First of all, Portigal does a good job of demonstrating how quickly things can go downhill if a designer is tasked with designing something she or he doesn’t understand or appreciate. While empathy is something that social scientists and designers usually understand to be necessary for working with people who are different from us, teaching and learning empathy is notoriously difficult. (On the other hand, one of my favourite qualitative researchers, Patti Lather, makes an interesting case against empathy that’s well worth considering.)

More to the point, Portigal makes clear what can happen when we encounter things that don’t fit into our worldviews: we marginalise or dismiss them. He challenges designers to question how they react to discomfort and to ask if or how their discomfort leads to the marginalisation of particular needs, target users and design solutions.
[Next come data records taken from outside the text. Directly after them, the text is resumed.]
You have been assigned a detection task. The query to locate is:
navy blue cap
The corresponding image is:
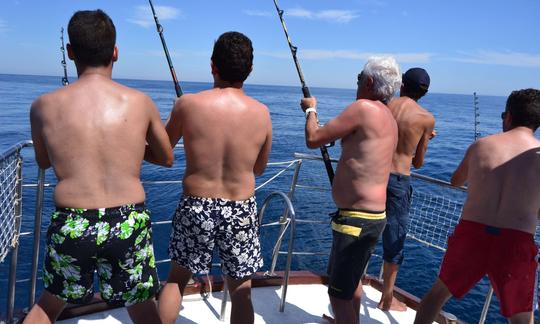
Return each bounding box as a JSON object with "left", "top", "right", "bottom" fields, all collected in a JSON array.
[{"left": 402, "top": 68, "right": 430, "bottom": 91}]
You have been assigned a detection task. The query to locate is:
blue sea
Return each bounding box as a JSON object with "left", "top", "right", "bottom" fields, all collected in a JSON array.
[{"left": 0, "top": 74, "right": 536, "bottom": 323}]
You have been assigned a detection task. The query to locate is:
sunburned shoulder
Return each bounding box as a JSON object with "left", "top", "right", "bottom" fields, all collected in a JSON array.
[{"left": 32, "top": 88, "right": 60, "bottom": 111}]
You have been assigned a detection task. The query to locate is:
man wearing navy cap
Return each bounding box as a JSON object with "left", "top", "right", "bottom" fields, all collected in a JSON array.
[{"left": 379, "top": 68, "right": 436, "bottom": 311}]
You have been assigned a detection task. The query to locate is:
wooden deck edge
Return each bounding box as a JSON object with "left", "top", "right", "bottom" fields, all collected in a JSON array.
[{"left": 50, "top": 271, "right": 460, "bottom": 324}]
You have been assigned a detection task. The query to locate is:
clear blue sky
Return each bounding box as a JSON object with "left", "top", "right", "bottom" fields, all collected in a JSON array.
[{"left": 0, "top": 0, "right": 540, "bottom": 96}]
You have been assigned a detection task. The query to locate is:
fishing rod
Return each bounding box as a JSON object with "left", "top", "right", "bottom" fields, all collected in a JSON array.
[
  {"left": 473, "top": 92, "right": 481, "bottom": 141},
  {"left": 274, "top": 0, "right": 334, "bottom": 184},
  {"left": 60, "top": 27, "right": 69, "bottom": 86},
  {"left": 148, "top": 0, "right": 183, "bottom": 97}
]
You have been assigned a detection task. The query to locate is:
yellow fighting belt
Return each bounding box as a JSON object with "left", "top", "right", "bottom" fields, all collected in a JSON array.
[{"left": 332, "top": 209, "right": 386, "bottom": 237}]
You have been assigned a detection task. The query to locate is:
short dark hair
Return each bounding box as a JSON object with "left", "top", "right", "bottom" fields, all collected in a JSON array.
[
  {"left": 68, "top": 9, "right": 116, "bottom": 67},
  {"left": 403, "top": 81, "right": 428, "bottom": 100},
  {"left": 506, "top": 89, "right": 540, "bottom": 131},
  {"left": 212, "top": 32, "right": 253, "bottom": 82}
]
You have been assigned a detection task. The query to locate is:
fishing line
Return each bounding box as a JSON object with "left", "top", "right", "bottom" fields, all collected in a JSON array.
[
  {"left": 148, "top": 0, "right": 183, "bottom": 97},
  {"left": 60, "top": 27, "right": 69, "bottom": 86},
  {"left": 274, "top": 0, "right": 334, "bottom": 184}
]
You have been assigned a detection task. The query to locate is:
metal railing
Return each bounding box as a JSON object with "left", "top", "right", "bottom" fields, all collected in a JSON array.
[{"left": 0, "top": 141, "right": 32, "bottom": 323}]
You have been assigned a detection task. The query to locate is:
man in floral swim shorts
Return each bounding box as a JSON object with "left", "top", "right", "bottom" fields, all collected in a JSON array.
[
  {"left": 159, "top": 32, "right": 272, "bottom": 323},
  {"left": 24, "top": 10, "right": 173, "bottom": 324}
]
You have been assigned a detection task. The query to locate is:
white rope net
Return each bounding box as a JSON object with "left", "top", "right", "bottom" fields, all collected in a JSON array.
[
  {"left": 408, "top": 178, "right": 540, "bottom": 251},
  {"left": 408, "top": 178, "right": 467, "bottom": 251},
  {"left": 0, "top": 151, "right": 21, "bottom": 262}
]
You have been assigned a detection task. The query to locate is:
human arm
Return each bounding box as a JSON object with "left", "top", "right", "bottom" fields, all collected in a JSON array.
[
  {"left": 450, "top": 144, "right": 474, "bottom": 187},
  {"left": 253, "top": 114, "right": 272, "bottom": 176},
  {"left": 165, "top": 95, "right": 185, "bottom": 149},
  {"left": 144, "top": 98, "right": 174, "bottom": 167},
  {"left": 301, "top": 98, "right": 361, "bottom": 148},
  {"left": 30, "top": 98, "right": 51, "bottom": 169},
  {"left": 412, "top": 115, "right": 437, "bottom": 169}
]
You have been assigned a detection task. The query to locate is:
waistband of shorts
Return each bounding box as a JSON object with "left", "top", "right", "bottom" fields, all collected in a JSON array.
[
  {"left": 56, "top": 202, "right": 146, "bottom": 217},
  {"left": 181, "top": 194, "right": 255, "bottom": 204},
  {"left": 457, "top": 219, "right": 534, "bottom": 240},
  {"left": 390, "top": 172, "right": 411, "bottom": 180},
  {"left": 339, "top": 208, "right": 386, "bottom": 219}
]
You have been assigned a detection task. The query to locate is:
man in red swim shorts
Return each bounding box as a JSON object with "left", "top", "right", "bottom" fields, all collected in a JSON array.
[{"left": 415, "top": 89, "right": 540, "bottom": 323}]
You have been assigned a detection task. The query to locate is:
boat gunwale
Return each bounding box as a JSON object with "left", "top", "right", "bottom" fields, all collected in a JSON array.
[{"left": 51, "top": 270, "right": 456, "bottom": 324}]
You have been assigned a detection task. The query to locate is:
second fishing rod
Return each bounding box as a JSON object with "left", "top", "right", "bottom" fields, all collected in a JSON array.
[
  {"left": 274, "top": 0, "right": 334, "bottom": 184},
  {"left": 148, "top": 0, "right": 183, "bottom": 98}
]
And that’s an awesome challenge!

In my classes, I try to teach students to treat ethnographic work as an opportunity to learn with, and from, other people. Portigal calls this learning opportunity a gift, and he goes on to describe something I see happen over and over in design research:

“Unwrapping this gift, we see that real people don’t use the proper terms for our features, don’t understand how our products work, and don’t actually care about what we want them to care about. And so we marginalize the messenger instead of embracing the message.” [my emphasis]

Now, the exclusion of “anomalous” data is relatively common in science-based and quantitative research, and some of us regularly dismiss people and ideas we don’t like. But what’s important here is acknowledging that it happens and acknowledging that changing this behaviour is hard.
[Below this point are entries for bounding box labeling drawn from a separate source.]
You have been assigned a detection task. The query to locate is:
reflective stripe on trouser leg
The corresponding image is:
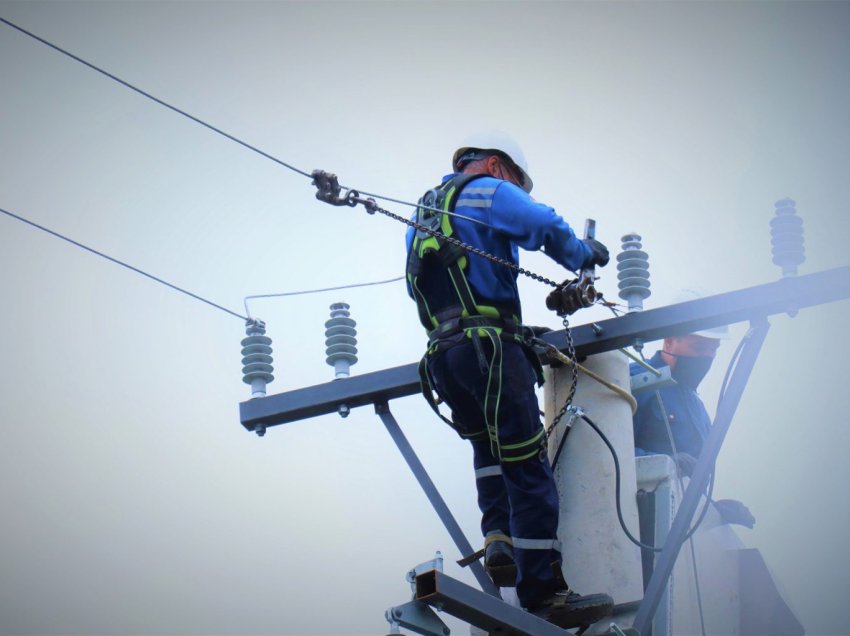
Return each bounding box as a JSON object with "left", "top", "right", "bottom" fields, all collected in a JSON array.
[
  {"left": 422, "top": 338, "right": 560, "bottom": 607},
  {"left": 472, "top": 437, "right": 510, "bottom": 537},
  {"left": 498, "top": 343, "right": 561, "bottom": 607}
]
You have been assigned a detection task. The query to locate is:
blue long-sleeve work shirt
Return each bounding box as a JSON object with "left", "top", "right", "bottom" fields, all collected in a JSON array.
[
  {"left": 630, "top": 351, "right": 711, "bottom": 457},
  {"left": 406, "top": 175, "right": 591, "bottom": 317}
]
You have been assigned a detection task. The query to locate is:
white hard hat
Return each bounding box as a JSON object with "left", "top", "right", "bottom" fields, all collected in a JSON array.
[
  {"left": 673, "top": 287, "right": 730, "bottom": 340},
  {"left": 452, "top": 130, "right": 534, "bottom": 192}
]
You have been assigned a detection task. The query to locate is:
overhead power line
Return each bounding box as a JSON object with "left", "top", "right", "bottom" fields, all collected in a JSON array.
[
  {"left": 244, "top": 276, "right": 405, "bottom": 316},
  {"left": 0, "top": 17, "right": 486, "bottom": 225},
  {"left": 0, "top": 17, "right": 311, "bottom": 178},
  {"left": 0, "top": 208, "right": 250, "bottom": 321}
]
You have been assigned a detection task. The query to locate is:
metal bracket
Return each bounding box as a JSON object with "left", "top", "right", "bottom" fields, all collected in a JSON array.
[
  {"left": 384, "top": 601, "right": 452, "bottom": 636},
  {"left": 631, "top": 367, "right": 676, "bottom": 395}
]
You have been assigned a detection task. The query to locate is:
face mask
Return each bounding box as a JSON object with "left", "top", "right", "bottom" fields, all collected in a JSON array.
[{"left": 664, "top": 351, "right": 714, "bottom": 391}]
“Consider the eureka-evoking experience of discovering a new customer attitude and uncovering a new behavior, and then coming to grips with the opportunity this affords. That forces everyone in the organization – at some level – to examine their personal and organizational values, hidden beliefs and unarticulated expectations around the fundamentals that get them up every morning. You’re damn skippy that’s going to be uncomfortable.”

Yup, and in my opinion, worth every second of discomfort. As the lovely Lunagals put it, “change and progress are often accompanied by discomfort.” And in the end, Portigal notes that “addressing this discomfort (and the limitations it gives rise to) is a process” and that “recognizing these breaks with reality takes practice, advocacy and leadership.”  I completely agree.

But no matter how much I appreciate Portigal’s call to action, I find his interpretation of the Lunapads advert seriously undermines my confidence in his ability to practice, advocate and lead this charge.

First of all, I think that admitting that this advert makes you uncomfortable is a great place to start a conversation. But I fail to see how calling out those “empathy-free women and overly-enlightened men” who aren’t uncomfortable with it helps make a case against marginalisation. And I was truly flabbergasted when Portigal went on to describe the women in the advert, and his reaction to them, like this:

“[H]ere we have two enthusiastic, potentially sexually aggressive women … If I’m accurate in picking up (subtle for someone with my too-too-straight life) lesbian cues, then even more so. I’m kinda freaked out by these women, but mmm, sexy.”

If Portigal is icked out by pad adverts, I’m really icked out by his attitudes towards women and his apparent belief that identifying one’s biases adequately compensates for the effects they can have. Perhaps it is as simple (and complicated) as having different political views, but it’s my belief that effective leadership actually models the change we want to see. To this end I think that Portigal’s case study works better as one man’s journey towards (partial) self-discovery than it does in providing an example for me to follow.

After all, asking that we bring on the discomfort requires that we articulate concrete ways of doing it that don’t create further marginalisation. And perhaps the first step in that direction is moving beyond simply admitting our biases and limitations to identifying how they affect others and how we might change them.